Welcome, Guest. Please Login or Register

Author Topic: Riversdal Enduro 2018 - riding on the margin  (Read 517 times)

0 Members and 1 Guest are viewing this topic.

Offline PLUTO

  • Member
  • **
  • Bike: AJS (all models)
  • Posts: 128
    • View Profile
Riversdal Enduro 2018 - riding on the margin
« on: July 10, 2018, 03:36:21 pm »
It is Le Tour de France time, and Supersport TV is awash with cycling coverage.  I stand to be corrected, but one of the Pro Cycling Teams, Team Sky, has metaphorically leaked out what their “secret sauce” is that makes them potential winners.  It is this;  Team Sky management seeks to marginally improve on every aspect of cycling, and these combined marginal improvements add up to being whole percentage points better than the other teams.

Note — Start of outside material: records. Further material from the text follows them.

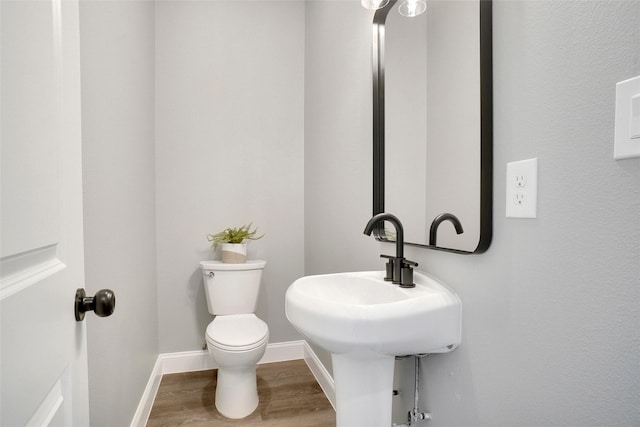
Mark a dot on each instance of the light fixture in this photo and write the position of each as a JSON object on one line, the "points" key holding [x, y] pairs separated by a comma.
{"points": [[411, 8], [374, 4]]}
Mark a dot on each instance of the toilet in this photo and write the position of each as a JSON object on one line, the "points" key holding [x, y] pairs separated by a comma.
{"points": [[236, 338]]}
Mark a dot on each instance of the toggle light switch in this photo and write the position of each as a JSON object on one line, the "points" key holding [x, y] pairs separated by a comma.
{"points": [[627, 121]]}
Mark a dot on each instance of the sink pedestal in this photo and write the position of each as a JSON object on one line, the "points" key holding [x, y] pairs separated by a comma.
{"points": [[364, 387]]}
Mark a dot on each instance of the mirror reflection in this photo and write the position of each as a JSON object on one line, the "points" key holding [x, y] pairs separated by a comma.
{"points": [[432, 123]]}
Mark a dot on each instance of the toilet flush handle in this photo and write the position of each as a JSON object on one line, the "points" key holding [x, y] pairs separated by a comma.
{"points": [[103, 303]]}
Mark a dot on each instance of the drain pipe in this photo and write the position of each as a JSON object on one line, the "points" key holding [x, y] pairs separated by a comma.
{"points": [[415, 415]]}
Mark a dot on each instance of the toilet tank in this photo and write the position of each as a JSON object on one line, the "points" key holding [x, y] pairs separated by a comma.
{"points": [[232, 288]]}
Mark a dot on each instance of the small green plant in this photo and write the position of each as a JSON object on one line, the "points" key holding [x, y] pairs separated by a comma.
{"points": [[233, 235]]}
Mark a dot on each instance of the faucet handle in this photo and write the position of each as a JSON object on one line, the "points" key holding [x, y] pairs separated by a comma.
{"points": [[388, 267], [409, 263], [406, 275]]}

For example, Team Sky cyclists bring their own bedding and pillows from home so they will sleep just that little bit better than sleeping on strange pillows in different hotels every night. Better rested cyclists equate to a small percentage point improvement- 0.03% ? – in performance.  In itself, this is not enough to win Le Tour De France.  But this fractional or marginal percentage point is added to things like;

•   Cyclists’ water bottles are short filled, so instead of weighing 700g, they only ever weigh 200g, a weight saving of 500g.
•   Instead of morning and evening meals being the same for everyone, a nutritionist and chef cook exactly what each cyclist wants to eat, thus giving a potential performance advantage of 0.02%.
•   Hiring a surgeon to show cyclists correct hand washing techniques to minimise chance of illness.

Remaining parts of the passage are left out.